Rethink Profit Models To Dodge Covid-19 Impact
The road ahead is not going to be easy for startups as there won’t be any easy way to raise funding, Pai said. It’s now essential for startups, more than ever, to devise a profitable plan instead.
“There is no point in companies offering discounts, lowering prices.”
Startups will have to focus on a futuristic profitable revenue model that works. They will have to relook into the existing revenue models and marketing approach, where spending could be minimised and maximised. Since everyone is working from home, the marketing plan too should be devised accordingly, according to Pai. The conventional methods of strategic planning will fade away in future.
Most of the startups have a business model based on giving discounts to customers, or lowering prices to beat the competition or on high spending which includes acquiring unnecessarily extra assets such as furniture etc. This has to change and the focus must be on sustainable pricing.
Work From Home Is The New Norm
Yes, working from home (WFH) is going to become a prominent culture in the future, particularly for startups. There are IT tools for tracking productivity, video meetings, and for a host of other operations when working from home. While most cities have robust internet connectivity now, power remains an issue for many homes. However, that is manageable.
“Now onwards, probably a minimum 25-30% of the entire workforce will be working from home and that will be a new normal. This will not only save the 2-3 hours of every employee’s daily commuting hours but will help them keep healthy as well.”
The Covid-19 pandemic has forced people to opt for work from home. There are perks as well. Pai refers to the stressed urban infrastructures and commuting, which he thinks was a waste of time. And it’s not just about Bengaluru traffic, but this is a harsh reality of every metro city nowadays. Bengaluru, Mumbai, Hyderabad, or Delhi — traffic is more or less horrible.
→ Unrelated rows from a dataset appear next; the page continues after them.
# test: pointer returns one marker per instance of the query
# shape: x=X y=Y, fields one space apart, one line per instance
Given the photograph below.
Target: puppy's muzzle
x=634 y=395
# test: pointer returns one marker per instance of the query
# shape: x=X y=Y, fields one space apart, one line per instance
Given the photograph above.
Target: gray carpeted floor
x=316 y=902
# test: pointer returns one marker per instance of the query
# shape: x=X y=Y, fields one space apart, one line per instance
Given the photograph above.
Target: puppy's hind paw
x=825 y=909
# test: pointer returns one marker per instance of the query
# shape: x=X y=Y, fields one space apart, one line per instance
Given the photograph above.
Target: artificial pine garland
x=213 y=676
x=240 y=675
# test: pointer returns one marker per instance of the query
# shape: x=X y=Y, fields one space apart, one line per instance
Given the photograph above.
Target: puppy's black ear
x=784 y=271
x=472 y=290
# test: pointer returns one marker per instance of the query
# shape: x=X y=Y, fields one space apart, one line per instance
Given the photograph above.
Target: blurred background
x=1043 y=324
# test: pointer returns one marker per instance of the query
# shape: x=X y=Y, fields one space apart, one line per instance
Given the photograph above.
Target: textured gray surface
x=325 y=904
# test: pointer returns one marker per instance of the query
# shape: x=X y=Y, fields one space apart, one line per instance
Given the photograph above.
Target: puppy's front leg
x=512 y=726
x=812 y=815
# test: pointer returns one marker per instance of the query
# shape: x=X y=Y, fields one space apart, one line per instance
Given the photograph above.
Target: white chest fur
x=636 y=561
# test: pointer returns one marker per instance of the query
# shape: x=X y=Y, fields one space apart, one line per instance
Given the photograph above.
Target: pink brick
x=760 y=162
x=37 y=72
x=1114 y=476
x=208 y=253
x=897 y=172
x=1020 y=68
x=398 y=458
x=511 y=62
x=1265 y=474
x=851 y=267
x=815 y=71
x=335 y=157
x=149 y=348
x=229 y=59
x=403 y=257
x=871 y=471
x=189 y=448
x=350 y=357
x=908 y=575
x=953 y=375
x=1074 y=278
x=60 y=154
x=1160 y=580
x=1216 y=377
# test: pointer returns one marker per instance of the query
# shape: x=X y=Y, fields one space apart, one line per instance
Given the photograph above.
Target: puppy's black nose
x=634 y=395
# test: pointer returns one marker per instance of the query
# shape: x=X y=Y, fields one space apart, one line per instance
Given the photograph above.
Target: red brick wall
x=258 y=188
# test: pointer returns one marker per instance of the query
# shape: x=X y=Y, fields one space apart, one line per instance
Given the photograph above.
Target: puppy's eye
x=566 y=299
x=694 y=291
Digital Economy Comes To The Centre
The Indian economy is continuously on a downslide and according to Pai, India’s GDP for 2020-21 is going to be as low as 2.5%-3%, instead of 5% and 6% of the last two years.
However, there is good news as well. “Everyone is increasingly consuming stuff digitally. Therefore the digital future is much more robust. Right now, even if people are sitting at home, they are buying online. They are reading news on digital platforms. Similarly, digital education is bound to grow.
As digital consumption is the new hobby, digital media, digital education, and digital entertainment will be an essential part of the future economy.